Neste filme de conotações extremamente
perturbadoras, Julianne Moore, sempre maravilhosa, entrega uma atuação que
remete a ecos de seus trabalhos inquisitivos em “Longe do Paraíso” e “À Salvo”,
além de também se perceber uma observação similar a de sua personagem em
“Boogie Nights” onde os erros cometidos parecem ser incapazes de fazer uma
personalidade irredutível compreender aonde errou.
“Pecados Inocentes”, dirigido por Tom Kalin com
um distanciamento antropológico que chega a lembrar vagamente Martin Scorsese
em “A Época da Inocência”, se incumbe de relatar um chocante caso real ocorrido
em meados de 1969.
Antes disso, ele sedimenta a estranha e
obcecada relação de dependência psicológica formada entre a socialite Barbara
Baekeland (Julianne) e seu único filho, Tony.
O casamento entre Barbara e o marido Brooks
(Stephen Dillane, de “As Horas”) era um amálgama de ressentimentos, tédio e
provocações constantes.
Intempestiva e ocasionalmente atrevida,
Barbara não se encaixava na burguesia francesa da Paris dos anos 1950 onde
durante um bom tempo eles moraram. O nascimento do filho, Tony, preencheu a
lacuna deixada pelas amizades fracassadas e pela frustrante vida social; no
entanto, por conta disso, Barbara criou com o filho, desde tenra idade, uma
relação simbiótica que tornou-se doentia a medida que ele foi crescendo –e que,
no filme, na maior parte das vezes ganha um registro até ameno e elíptico.
Quando Tony já tem dezoito anos (e é, pois,
interpretado por Eddie Redmayne) e suas tendências homossexuais começam a ficar
mais evidentes, os acontecimentos diretamente relacionados à tragédia começam a
se suceder: Entre outros jovens amantes, ele arruma uma namoradinha de verão,
Blanca (vivida pela espanhola Elena Anaya) que, um ano depois, torna-se amante
de seu pai (!) e pivô da separação definitiva dele e de sua mãe.
A indignação com tal situação leva Barbara a
buscar alento primeiro nos braços de Sam (Hugh Dancy, de “Histeria”, “Martha, Marcy, May, Marlene” e “Falcão Negro Em Perigo”) que torna-se amante de Tony
também (!!), e depois, a mudar-se para Londres a fim de dar vazão ao seu lado
artístico.
Nesse ponto, porém, Barbara e Tony já partilham
de uma natureza sexual tão insólita que sua relação não tarda a galgar para o
incesto (!) e então para uma psicopatia latente que o rapaz ainda não havia
conseguido extravasar.
Realizado com um distanciamento emocional que
torna o filme por vezes indigesto, o trabalho do diretor Kalin flutua com
pretensa elegância pelos momentos incômodos (que se intensificam
consideravelmente na meia hora final) ostentando uma atenção nem sempre
apropriada ao elaborado detalhamento cênico. E sua abordagem do incesto entre
mãe e filho não surge displicente, como em “La Luna”, nem nostálgica, como em
“O Sopro do Coração”, mas imbuída de um distúrbio torpe e corrosivo.

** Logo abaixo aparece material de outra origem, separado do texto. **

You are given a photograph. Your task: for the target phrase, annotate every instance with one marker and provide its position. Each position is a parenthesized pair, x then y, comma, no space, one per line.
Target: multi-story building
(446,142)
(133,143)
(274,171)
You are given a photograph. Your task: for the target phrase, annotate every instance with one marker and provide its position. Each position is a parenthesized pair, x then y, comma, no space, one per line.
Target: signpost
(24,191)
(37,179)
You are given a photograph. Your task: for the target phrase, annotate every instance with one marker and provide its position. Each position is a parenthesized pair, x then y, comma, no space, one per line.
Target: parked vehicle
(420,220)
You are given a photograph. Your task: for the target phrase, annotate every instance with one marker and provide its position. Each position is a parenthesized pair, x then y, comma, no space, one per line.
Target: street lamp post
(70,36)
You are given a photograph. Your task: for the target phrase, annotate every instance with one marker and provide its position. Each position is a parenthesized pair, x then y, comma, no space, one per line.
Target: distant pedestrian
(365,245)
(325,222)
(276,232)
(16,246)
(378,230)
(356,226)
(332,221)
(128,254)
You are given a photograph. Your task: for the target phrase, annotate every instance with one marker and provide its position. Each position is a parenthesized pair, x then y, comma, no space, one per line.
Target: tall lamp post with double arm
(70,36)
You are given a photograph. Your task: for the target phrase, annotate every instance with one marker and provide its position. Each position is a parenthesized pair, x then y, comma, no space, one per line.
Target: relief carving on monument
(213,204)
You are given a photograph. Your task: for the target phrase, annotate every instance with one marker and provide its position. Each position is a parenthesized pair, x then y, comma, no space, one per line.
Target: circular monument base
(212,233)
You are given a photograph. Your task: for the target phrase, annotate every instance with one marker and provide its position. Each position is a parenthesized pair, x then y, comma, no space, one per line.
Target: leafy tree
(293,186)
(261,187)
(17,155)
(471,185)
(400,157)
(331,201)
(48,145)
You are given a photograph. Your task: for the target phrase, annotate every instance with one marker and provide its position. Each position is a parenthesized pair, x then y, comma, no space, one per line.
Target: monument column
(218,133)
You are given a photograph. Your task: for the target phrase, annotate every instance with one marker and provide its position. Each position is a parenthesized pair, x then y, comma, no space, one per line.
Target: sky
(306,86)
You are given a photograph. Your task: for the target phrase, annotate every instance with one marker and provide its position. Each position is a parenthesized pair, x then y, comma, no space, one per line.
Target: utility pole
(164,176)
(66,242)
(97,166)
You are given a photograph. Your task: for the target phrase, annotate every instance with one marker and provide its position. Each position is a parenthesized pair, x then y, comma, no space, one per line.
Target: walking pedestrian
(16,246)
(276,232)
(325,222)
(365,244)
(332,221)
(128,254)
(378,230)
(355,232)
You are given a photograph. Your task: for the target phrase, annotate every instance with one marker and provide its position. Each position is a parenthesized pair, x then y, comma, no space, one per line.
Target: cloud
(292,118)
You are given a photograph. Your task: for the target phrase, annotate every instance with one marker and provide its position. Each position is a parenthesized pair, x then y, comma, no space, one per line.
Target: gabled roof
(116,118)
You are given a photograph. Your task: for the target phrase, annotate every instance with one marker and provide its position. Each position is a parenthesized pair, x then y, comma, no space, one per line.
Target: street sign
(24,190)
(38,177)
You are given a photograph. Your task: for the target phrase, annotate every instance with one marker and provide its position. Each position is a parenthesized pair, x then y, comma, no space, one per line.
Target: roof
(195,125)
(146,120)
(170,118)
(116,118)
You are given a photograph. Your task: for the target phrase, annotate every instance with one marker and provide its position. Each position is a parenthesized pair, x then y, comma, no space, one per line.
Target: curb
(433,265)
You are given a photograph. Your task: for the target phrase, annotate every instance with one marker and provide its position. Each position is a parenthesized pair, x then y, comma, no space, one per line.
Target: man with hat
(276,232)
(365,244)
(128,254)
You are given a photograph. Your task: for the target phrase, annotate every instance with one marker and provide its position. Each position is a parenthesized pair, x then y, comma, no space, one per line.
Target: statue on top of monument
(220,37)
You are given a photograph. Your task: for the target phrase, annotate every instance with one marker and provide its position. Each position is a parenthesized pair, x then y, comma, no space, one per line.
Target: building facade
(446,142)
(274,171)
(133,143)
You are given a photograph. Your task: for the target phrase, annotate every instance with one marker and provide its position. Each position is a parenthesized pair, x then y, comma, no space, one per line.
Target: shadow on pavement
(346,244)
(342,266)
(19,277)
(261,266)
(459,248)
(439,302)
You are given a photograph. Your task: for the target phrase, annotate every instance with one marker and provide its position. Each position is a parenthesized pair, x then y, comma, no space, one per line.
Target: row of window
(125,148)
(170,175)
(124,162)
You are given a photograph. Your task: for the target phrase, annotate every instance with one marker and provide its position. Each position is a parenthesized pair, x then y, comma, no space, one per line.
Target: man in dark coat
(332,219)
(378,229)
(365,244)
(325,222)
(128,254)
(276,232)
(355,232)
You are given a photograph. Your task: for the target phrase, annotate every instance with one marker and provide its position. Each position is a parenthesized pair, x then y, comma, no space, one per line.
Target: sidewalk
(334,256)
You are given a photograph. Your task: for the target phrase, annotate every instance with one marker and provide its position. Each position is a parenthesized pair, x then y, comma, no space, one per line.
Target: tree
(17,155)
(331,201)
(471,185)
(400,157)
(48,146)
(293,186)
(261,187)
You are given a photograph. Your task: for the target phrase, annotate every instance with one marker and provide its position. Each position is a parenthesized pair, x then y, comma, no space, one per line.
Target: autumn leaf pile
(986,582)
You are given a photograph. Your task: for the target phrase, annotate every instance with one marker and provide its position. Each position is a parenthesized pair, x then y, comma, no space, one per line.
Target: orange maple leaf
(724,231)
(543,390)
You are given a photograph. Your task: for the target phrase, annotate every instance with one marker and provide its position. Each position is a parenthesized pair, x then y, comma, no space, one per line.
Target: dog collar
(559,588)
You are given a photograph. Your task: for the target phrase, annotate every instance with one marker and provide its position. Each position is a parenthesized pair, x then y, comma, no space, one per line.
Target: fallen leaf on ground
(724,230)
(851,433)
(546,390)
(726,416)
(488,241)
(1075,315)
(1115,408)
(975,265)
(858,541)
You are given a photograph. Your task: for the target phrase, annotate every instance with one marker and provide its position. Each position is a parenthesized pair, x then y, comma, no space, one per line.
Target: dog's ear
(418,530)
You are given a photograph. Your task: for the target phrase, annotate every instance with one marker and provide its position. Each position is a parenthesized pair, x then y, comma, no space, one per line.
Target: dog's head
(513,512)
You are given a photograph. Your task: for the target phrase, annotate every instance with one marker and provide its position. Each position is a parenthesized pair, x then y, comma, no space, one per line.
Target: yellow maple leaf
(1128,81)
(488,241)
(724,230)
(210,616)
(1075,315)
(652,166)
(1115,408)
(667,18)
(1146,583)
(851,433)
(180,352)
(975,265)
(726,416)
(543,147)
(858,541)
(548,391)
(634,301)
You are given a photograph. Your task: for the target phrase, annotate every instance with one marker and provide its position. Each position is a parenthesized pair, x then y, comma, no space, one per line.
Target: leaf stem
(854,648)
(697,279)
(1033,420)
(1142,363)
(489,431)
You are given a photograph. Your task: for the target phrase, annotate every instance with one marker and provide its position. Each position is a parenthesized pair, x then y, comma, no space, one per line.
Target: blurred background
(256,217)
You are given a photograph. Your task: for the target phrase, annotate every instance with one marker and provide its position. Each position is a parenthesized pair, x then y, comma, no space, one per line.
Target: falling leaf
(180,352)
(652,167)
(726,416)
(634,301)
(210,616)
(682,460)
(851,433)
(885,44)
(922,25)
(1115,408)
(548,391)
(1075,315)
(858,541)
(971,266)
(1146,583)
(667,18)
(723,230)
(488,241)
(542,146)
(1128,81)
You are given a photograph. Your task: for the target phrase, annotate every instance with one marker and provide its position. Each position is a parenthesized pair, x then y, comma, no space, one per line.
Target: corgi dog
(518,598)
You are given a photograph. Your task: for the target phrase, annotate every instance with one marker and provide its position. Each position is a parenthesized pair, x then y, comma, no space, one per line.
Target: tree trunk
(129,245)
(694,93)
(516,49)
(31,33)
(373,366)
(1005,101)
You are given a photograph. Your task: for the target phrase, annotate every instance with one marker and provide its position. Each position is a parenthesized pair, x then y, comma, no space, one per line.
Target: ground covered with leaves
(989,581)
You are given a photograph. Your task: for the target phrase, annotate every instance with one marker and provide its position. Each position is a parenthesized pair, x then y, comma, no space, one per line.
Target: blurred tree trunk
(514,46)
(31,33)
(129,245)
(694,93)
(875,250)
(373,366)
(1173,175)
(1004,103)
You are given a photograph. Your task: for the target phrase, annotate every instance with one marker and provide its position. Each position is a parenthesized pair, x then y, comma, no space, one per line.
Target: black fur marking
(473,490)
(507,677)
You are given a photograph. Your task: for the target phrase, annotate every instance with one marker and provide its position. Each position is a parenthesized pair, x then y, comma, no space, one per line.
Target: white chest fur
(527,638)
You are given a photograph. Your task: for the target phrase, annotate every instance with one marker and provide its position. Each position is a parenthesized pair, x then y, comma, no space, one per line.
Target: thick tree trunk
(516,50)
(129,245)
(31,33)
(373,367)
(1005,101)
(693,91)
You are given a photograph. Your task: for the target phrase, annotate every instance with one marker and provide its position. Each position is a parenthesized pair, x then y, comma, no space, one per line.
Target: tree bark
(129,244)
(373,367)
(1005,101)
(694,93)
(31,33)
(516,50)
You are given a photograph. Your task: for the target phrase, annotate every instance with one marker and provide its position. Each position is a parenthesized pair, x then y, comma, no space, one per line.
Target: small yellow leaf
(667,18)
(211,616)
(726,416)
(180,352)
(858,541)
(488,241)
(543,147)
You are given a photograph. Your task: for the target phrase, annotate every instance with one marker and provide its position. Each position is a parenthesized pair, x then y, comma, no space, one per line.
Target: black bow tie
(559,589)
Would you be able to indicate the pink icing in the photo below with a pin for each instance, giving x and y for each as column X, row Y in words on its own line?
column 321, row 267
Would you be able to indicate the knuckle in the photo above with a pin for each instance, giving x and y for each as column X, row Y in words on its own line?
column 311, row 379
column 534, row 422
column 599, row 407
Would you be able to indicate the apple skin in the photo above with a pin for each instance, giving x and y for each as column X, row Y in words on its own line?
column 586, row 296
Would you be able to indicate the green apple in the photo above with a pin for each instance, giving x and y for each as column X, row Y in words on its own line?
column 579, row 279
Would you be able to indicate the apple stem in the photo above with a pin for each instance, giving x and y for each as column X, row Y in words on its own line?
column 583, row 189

Se Eddie Redmayne entrega uma interpretação
carente de maiores retoques, a produção teve a sorte de contar com Julianne
Moore, aquele tipo de atriz que consegue tirar leite de pedra: Ela trabalha
magnificamente as facetas dessa personagem complexa e ingrata, sabendo enfatizar
os aspectos mais apetecíveis aos olhos do público em cada etapa para que o teor
trágico da premissa não se torne de pronto insuportável: Na primeira parte, ela
é inesperadamente sensual; na segunda, sua perplexidade ganha até um pouco de
simpatia (podendo até enganar expectadores desavisados com o filme); e na
terceira e última, sua composição evidencia os esforços vazios, quase à beira
da insensatez, de Barbara em manter sólida uma estrutura familiar que se
espatifa em pedaços.
É aquele caso em que a
atriz está anos-luz a frente do filme que protagoniza.